Ops Plan 34 missions that were not in the combat zone, it's true, were not and are not considered "combat" unless you fly over a combat zone. And Laos and Cambodia WERE combat zones if you wore a uniform. If not, you still received other pay and credit for them but not from the VA. I know guys (like my father) who flew those missions for the AF and have "Operations SEA" in their DD-214. I have a list of those missions and they add up to the total hours he flew in "combat" as a nav/bomb on 52's and 135's that did fly outside those zones (before and after) and he still received combat pay and credit for those missions. And not all Cobal missions had fighter escorts. My father talked about them often -- albeit before the 70's rolled around -- and he planned those missions for refueling when they got stuck and they did. Fighter escorts were a luxury. Plush, like Thailand titties.

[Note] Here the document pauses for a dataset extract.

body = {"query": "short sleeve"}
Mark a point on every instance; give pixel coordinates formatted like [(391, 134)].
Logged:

If it were true that missions had to start or stop inside the combat zone, there's a whole lot of crews that had better pay the VA back.

Kos, if you think that it takes being shot or shot at to get PTSD then think again.
 
Kos, there has to be someone who can rubber stamp your documents. I know plenty of Spec Ops Veterans that the only deployments they had were to places that were not included in the AO.
If you had legitimate missions then go higher, it is 30 + years down the track now, so a lot of the classified stuff is out in the open, including the black ops over the border into Cambodia and Laos. There will be a record somewhere. You just have to find the right people to fight it.

Does your old unit still exist? If so, make an appointment with their Int Officer or the CO.
 
One thing that seems to have helped get me VA benefits was a series of sites that displayed all the missions in some of the units I was sent to. I found out where they got that information, despite my name being missing on some of them I distinctly remember as being pretty rough. Voila, at least there was some evidence. But I still had trouble proving appointments I know I had early on that were years ago, just when I was in the hospital. I remember having to take the bus all the way across Tampa Bay. There was something that got disconnected when the active duty hospitals transfer records to the NRC.